Did the care provider’s actions cause injustice?
- There is no dispute over the fact that:
- food was delivered cold for a significant period of time;
- the quality of the food was not adequate;
- there were problems with hot water which took weeks to resolve;
- communication was poor, which meant Miss X and her parents kept raising the same issues without them being resolved; and
- there was a delay in implementing visitor arrangements in August 2020;.
- These faults will have caused injustice to Mr & Mrs Y, who did not receive the quality of service they were entitled to expect, including poor food and lack of hot water.

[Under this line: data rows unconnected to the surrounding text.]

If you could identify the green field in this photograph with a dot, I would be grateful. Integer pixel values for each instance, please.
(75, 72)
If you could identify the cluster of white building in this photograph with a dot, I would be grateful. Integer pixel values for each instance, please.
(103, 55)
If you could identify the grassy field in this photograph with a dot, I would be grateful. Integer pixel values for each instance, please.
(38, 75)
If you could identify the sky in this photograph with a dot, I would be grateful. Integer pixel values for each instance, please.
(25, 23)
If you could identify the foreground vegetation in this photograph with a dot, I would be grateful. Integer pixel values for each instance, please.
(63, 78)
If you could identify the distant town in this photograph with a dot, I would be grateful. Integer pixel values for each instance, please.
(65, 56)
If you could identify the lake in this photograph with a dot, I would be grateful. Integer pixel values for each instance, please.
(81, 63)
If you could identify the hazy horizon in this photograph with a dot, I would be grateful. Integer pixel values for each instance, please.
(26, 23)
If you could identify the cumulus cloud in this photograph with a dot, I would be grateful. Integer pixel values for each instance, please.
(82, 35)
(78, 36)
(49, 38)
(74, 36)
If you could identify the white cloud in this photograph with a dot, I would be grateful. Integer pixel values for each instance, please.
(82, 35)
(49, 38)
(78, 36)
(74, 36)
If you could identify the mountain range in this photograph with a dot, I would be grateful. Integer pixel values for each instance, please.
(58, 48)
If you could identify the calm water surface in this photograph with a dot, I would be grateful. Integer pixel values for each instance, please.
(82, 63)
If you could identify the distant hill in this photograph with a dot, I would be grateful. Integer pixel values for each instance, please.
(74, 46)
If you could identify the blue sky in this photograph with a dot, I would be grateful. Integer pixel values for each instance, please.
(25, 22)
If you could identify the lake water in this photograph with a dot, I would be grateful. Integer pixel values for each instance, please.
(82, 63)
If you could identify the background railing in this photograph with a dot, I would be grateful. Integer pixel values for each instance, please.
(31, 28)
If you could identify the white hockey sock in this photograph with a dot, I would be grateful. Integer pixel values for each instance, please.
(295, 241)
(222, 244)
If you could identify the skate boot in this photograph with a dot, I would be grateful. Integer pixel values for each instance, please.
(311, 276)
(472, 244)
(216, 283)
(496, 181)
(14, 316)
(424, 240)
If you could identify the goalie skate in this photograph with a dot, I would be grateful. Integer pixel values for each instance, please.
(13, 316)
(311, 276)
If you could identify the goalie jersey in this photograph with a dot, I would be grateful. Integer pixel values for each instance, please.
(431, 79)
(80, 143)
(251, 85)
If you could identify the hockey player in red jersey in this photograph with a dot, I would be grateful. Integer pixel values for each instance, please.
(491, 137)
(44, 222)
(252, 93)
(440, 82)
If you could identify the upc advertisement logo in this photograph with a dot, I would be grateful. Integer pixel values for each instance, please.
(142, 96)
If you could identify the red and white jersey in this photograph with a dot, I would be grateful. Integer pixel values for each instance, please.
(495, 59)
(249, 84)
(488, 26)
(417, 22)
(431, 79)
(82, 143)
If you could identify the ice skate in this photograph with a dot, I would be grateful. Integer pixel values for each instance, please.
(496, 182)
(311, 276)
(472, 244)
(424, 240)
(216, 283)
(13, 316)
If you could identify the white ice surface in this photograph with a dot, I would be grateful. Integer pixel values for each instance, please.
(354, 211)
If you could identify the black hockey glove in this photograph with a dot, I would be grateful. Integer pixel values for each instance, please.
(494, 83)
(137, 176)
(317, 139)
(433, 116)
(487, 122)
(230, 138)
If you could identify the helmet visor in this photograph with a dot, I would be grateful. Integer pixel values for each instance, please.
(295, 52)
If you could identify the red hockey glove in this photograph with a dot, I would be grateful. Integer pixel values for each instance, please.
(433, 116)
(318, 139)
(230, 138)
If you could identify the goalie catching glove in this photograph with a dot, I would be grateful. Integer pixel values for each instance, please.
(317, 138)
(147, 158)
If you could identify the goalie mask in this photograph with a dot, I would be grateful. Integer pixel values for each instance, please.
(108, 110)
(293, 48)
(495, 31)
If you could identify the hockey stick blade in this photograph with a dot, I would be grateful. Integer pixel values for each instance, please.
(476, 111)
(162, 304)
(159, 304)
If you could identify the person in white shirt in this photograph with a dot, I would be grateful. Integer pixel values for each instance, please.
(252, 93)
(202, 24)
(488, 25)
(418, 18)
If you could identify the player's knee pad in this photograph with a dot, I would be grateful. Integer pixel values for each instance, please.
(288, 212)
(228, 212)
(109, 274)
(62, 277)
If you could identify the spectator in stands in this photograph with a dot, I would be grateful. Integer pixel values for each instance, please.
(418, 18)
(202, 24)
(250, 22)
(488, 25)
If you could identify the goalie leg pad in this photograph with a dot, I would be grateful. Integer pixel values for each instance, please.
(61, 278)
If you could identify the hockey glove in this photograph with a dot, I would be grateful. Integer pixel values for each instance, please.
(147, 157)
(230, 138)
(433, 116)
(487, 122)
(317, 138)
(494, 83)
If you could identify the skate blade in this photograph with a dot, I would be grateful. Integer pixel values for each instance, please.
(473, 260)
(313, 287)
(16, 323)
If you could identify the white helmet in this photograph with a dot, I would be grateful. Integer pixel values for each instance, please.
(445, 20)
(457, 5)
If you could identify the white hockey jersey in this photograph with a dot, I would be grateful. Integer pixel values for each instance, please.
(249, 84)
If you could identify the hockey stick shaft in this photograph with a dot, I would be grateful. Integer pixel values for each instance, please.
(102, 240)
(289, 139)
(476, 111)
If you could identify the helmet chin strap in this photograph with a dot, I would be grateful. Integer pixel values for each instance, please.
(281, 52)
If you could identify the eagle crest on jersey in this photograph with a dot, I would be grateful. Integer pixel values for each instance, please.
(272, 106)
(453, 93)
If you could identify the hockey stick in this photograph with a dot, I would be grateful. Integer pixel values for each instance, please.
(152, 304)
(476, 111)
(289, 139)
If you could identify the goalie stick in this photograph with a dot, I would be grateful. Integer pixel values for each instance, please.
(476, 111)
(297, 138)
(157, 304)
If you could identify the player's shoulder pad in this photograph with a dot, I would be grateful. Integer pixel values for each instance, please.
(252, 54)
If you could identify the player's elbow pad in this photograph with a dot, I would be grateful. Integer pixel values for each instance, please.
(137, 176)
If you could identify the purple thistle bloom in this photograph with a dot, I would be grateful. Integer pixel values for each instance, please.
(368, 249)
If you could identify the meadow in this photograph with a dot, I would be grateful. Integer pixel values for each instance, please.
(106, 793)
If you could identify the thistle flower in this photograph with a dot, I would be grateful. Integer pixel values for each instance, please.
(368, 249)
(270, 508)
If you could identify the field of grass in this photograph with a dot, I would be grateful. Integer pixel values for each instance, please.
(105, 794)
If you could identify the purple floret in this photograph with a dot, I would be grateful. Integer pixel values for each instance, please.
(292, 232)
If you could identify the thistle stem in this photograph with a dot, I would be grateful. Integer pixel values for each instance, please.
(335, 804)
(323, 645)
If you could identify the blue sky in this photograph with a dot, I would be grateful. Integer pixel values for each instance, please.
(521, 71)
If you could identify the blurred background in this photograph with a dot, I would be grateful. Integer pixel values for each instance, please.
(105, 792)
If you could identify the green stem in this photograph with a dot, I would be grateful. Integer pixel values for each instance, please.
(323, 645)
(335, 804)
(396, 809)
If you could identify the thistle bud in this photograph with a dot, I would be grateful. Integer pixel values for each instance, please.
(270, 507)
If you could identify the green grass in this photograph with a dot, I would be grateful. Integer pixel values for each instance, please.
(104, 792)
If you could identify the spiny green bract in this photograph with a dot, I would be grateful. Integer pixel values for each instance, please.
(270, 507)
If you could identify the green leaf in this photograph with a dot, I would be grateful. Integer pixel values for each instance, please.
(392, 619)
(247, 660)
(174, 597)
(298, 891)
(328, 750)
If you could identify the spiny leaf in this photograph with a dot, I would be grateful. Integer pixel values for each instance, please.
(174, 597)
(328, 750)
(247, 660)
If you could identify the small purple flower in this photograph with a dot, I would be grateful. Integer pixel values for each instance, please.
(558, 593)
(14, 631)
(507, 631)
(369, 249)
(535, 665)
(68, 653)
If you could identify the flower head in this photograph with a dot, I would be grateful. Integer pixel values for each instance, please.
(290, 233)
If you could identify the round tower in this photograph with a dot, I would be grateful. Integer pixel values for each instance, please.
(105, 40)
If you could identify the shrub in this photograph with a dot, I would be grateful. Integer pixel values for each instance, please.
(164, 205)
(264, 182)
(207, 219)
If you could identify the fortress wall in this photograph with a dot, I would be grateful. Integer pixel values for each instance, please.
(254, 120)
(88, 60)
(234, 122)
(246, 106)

- The Care Provider’s agreed actions in its complaint responses to Miss X do not fully remedy the injustice caused to Mr and Mrs Y, or to Miss X. I have therefore recommended additional actions and timescales for compliance that more fully remedy outstanding injustice and prevent reoccurrence of the identified faults affecting others.
Recommended action
- I recommended the Care Provider:
- within four weeks, writes to Mr & Mrs Y apologising for the lack of service and pays them £250 each for the distress this caused
- within four weeks, writes to Miss X apologising and pays her £150 for the time and trouble she has been put to in pursuing the complaint on behalf of her grandparents;
- within eight weeks produces an action plan identifying the action being taken to deliver sustained improvements in food quality and communications with residents and their families.
The Care Provider has agreed to do this.
- Under the terms of our Memorandum of Understanding and information sharing protocol with the Care Quality Commission, I am sending it a copy of this statement.
Final decision
- I have completed my investigation on the basis that the Care Provider will take action to remedy the injustice it has caused and deliver sustained improvements at the Care Home.